Pour commencer, je me présente,
Je ne représente personne et je ne demande rien à personne si ce n'est le temps de cette lecture.
Je suis porteur d'une liste de faits facilement vérifiables auprès de sources multiples.
Voilà qui je suis: un ensemble de données nous concernant tous.
Libre à vous ensuite de vous positionner sur ces faits.
Nous sommes le 29/11/2018
Au moment où j'écris ces lignes le niveau de CO2 est de :
Ceci a pour conséquence directe de modifier la température de l'atmosphère sous l'action de l'effet de serre.
- Tous les organismes vivants sont sensibles aux changements environnementaux.
- Nous sommes des organismes vivants.
Aujourd'hui, il est admit que l'espèce humaine, par son activité, rejette dans l'atmosphère du CO2.
Pourquoi aujourd'hui est-ce préoccupant ?
Pour bien comprendre, il faut avoir la courbe démographique de l'espèce humaine en tête.

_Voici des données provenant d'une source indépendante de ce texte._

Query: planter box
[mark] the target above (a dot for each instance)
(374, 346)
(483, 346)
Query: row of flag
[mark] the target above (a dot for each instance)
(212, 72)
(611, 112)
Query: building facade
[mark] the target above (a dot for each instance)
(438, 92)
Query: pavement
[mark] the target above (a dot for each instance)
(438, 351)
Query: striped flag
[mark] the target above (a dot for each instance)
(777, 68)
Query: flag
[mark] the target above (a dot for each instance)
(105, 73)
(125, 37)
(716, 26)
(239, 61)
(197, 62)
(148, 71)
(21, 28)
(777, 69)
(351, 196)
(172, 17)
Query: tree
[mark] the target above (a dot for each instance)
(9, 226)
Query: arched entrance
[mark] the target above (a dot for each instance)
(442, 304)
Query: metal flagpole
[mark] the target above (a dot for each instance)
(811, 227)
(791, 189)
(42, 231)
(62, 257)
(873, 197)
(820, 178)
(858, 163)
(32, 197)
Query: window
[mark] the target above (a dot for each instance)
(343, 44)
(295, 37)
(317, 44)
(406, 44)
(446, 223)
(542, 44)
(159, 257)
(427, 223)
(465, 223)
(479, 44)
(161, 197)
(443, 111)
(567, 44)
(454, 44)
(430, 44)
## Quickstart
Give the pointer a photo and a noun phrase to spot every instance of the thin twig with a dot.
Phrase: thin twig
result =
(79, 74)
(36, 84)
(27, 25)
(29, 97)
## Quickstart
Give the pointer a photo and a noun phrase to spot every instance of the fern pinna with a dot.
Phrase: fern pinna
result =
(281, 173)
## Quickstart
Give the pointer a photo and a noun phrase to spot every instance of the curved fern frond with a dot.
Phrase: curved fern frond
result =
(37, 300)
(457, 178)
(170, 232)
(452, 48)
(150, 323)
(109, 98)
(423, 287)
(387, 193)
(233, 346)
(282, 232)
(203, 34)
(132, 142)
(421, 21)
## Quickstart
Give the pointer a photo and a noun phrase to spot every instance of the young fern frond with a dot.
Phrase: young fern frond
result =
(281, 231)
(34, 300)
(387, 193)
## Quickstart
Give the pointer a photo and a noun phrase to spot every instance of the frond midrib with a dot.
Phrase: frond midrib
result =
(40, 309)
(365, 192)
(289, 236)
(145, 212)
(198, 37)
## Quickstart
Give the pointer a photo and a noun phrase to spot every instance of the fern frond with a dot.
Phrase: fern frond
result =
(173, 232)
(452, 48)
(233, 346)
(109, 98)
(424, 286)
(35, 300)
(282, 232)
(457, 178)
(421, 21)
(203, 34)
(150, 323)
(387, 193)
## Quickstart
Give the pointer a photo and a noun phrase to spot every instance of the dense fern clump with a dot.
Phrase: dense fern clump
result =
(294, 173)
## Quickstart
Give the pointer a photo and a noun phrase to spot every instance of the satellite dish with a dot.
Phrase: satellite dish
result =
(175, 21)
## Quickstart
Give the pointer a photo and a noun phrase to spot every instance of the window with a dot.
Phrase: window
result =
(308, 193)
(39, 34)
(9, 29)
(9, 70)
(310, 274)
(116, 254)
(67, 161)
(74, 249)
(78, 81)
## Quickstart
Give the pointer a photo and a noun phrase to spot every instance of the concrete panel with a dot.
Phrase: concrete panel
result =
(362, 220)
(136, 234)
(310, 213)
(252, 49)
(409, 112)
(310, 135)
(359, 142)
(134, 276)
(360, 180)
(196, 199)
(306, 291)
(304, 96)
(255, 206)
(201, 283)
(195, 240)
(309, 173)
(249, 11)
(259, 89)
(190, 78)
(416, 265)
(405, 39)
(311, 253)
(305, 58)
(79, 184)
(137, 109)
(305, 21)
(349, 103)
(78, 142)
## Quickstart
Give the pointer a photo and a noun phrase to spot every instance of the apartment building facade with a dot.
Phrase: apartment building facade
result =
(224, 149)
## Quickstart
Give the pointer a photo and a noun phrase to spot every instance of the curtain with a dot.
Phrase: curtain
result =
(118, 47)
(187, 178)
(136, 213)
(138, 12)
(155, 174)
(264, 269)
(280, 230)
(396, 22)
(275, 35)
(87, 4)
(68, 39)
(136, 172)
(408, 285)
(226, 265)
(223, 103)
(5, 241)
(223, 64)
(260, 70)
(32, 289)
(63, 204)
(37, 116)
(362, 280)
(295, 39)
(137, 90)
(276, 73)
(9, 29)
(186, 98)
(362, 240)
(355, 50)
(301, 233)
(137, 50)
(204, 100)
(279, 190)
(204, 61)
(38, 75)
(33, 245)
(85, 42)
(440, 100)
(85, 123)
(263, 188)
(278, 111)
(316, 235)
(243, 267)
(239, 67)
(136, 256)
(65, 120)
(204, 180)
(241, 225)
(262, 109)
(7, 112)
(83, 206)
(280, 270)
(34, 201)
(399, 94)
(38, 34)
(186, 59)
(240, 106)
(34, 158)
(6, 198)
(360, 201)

Pendant de nombreuses années, la population mondiale n'a jamais excédée 400 millions d'habitants.
Puis, soudain la courbe s'emballe: la démographie explose.
Que s'est-il passé ? Pourquoi ce changement soudain ?
Regardons cette autre courbe qui nous montre historiquement la découverte et l'usage des énergies fossiles:
La croissance démographique mondiale est directement liée à la découverte et l'usage des énergies fossiles.
Il est parfois difficile de comprendre à quel point nos modes de vie, reposent aujourd'hui sur ces énergies. Un individu ayant un mode de vie proche de l'autosuffisance (avant 1800), va dépenser quotidiennement une quantité X d'énergie pour assumer uniquement ses besoins vitaux au quotidien. Le carburant nécessaire à cette démarche est presque uniquement fourni par l'absorption d'aliments et d'eau.
Toujours dans le cadre d'un mode de vie auto-suffisant, il fera appel à de l'énergie autre qu'alimentaire en brûlant des composés carbonés. Bois, Excréments séchés, gaz issus d'une fermentation de produits biologiques, etc... (chauffage, cuisine, activité professionnelle...)
Ce mode de vie est celui de presque toute la population mondiale avant la découverte des énergies fossiles.
Ce que change la découverte des énergies fossiles et leurs usages:
- Tout.
Tout simplement parce que l'homme peut "déléguer" à cette nouvelle énergie des efforts qu'il n'aura plus à fournir. En mécanisant ses besoins, l'humanité accède à un potentiel de puissance qui multiplie sa capacité individuelle. De X quantité d'énergie nécessaire, il découvre le X*2, X*5, X*10...
Un Européen moyen utilise aujourd'hui X*200 (mais des fois bien plus...) d'énergie au quotidien, que son homologue en 1800. Il gagne en conforts, en mobilités, en technologies (le pluriel est ici important).
Autrement dit, un individu moyen en Europe, fait travailler 200 "esclaves énergétiques" quotidiennement.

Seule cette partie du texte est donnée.